Tag Archives: Mom and Dad

Goetta and Eggs for Lunch

3 Aug

Standing at the graveside I could have sworn I smelled chili. It could have been. It was Price Hill, you know. We were at “new” St. Joseph cemetery, the Irish one, as the locals say, not to be confused with “old” St. Joe’s, which looks much newer than the new one, and in which the Germans are buried.

After honoring our parishioner Mary with the Catholic prayers of committal, I took four of her pink roses, after asking her family, of course, and headed over the hill to find the graves of my parents. It is a curious thing, maybe just in my heart but maybe in many hearts, that I remember dad, as I stand there, but I miss mom.

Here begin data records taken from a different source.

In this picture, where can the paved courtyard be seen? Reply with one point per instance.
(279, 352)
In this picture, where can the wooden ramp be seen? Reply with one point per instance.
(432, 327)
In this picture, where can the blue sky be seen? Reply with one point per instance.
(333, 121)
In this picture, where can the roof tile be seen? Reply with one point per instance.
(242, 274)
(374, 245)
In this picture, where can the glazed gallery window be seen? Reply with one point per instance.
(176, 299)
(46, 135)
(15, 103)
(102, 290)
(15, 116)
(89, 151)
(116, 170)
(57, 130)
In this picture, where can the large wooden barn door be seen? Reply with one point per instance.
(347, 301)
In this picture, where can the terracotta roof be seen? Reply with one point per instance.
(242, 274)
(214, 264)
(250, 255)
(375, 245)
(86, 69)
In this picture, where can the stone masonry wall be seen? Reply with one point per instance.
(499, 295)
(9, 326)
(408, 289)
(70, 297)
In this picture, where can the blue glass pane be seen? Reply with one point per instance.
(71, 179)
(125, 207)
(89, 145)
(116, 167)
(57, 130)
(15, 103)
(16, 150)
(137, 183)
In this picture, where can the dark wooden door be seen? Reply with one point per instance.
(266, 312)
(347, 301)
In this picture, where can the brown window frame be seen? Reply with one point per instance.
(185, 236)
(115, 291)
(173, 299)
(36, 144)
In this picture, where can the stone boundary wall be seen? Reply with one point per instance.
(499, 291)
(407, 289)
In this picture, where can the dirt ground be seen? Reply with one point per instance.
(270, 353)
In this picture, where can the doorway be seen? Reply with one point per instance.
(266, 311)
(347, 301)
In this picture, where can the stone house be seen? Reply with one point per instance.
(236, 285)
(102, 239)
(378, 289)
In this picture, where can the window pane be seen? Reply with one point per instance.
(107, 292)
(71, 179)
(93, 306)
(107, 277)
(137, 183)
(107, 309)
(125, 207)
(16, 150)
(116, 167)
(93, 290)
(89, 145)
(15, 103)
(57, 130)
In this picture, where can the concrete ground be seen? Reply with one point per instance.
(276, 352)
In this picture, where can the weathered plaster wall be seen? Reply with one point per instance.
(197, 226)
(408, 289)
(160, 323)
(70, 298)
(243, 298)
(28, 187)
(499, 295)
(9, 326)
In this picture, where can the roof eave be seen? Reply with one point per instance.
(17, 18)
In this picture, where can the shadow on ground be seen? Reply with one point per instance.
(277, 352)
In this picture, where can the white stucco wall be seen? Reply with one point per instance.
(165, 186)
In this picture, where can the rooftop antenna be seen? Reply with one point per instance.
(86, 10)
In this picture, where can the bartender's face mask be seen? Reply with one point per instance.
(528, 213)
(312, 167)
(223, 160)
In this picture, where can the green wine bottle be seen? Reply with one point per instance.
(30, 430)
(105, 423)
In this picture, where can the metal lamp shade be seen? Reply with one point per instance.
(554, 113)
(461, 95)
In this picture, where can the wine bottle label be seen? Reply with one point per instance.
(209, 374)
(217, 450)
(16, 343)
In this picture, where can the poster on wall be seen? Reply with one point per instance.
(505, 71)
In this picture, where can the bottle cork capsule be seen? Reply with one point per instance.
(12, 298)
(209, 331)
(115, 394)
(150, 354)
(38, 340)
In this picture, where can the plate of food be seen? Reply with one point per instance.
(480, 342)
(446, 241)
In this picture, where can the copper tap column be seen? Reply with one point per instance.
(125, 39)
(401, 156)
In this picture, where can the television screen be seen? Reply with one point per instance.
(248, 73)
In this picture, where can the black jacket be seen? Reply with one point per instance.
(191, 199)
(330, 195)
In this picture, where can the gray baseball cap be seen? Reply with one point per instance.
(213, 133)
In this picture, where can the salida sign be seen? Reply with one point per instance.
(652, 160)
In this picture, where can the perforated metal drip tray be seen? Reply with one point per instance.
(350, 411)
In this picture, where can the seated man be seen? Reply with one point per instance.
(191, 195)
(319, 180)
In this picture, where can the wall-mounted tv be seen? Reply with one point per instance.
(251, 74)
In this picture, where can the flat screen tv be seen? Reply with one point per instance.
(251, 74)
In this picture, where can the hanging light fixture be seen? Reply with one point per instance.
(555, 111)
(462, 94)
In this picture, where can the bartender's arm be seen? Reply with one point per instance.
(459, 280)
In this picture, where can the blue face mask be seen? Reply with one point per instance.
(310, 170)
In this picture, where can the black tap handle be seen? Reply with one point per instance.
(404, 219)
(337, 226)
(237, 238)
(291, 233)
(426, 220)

Really miss her. I remember those rattling bottles that dad put up with behind him in the truck for our sake, as he went delivering milk house to house. And I remember that because of that job, which I am embarrassed to admit now embarrassed me when I told others what he did for a living, dad was able to come to everyone of my high school tennis matches. I remember dad. But I miss mom. I miss her patting me on the chest with the back of her hand, as she did until the day she died, whenever I kissed her goodnight or goodbye. There is still a hole in my heart, as I wish that I could hear one more time our exchange, “Hi, momma … Hi, baby!”

After clearing a few weeds away from dad’s music notes and mom’s bingo card, I went to Price Hill chili. Whenever one makes the trip “all the way over to that side of town,” one deserves to have goetta and eggs for lunch.